2. Auf eine CD/DVD oder einen USB-Stick alle Daten zu exportieren, die das beklagte Finanzamt im Zusammenhang mit der Betriebsprüfung eingelesen und erzeugt habe, und sie ihr zur Verfügung zu stellen. Dazu seien die Regeln, die der Verarbeitung der Daten zu Grunde gelegen hätten, offenzulegen.

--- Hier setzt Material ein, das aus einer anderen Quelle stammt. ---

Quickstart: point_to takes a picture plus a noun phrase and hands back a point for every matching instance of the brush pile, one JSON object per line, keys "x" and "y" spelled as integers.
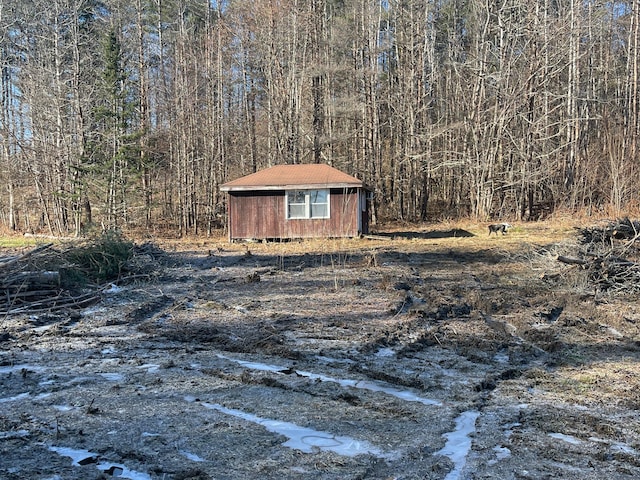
{"x": 610, "y": 256}
{"x": 52, "y": 277}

Hierzu gehörten sämtliche beim beklagten Finanzamt erstellten Kalkulationen sowie die Metadaten nach Art. 15 Abs. 1 Buchst. h der Verordnung (EU) 2016/679 des Europäischen Parlaments und des Rates vom 27. April 2016 zum Schutz natürlicher Personen bei der Verarbeitung personenbezogener Daten, zum freien Datenverkehr und zur Aufhebung der Richtlinie 95/46/EG (Datenschutz-Grundverordnung - DSGVO), sofern eine automatisierte Entscheidungsfindung zum Einsatz gekommen sei. Weiter seien die Methoden und Kriterien sowie die Tragweite und Auswirkungen der Datenverarbeitung darzustellen.

3. Ihr sämtliche Dateien in einem lesbaren und von ihren Bevollmächtigten veränderbaren Tabellenformat (z.B. einer Excel Datei) zur Verfügung zu stellen. Die dabei vorzulegende Verfahrensdokumentation müsse insbesondere

- eine Beschreibung der sachlogischen Lösung,

- die Beschreibung der programmtechnischen Lösung,

- eine Beschreibung, wie die Programm-Identität gewahrt werde,

- eine Beschreibung, wie die Integrität von Daten gewahrt werde und

- die Arbeitsanweisungen für den Anwender enthalten.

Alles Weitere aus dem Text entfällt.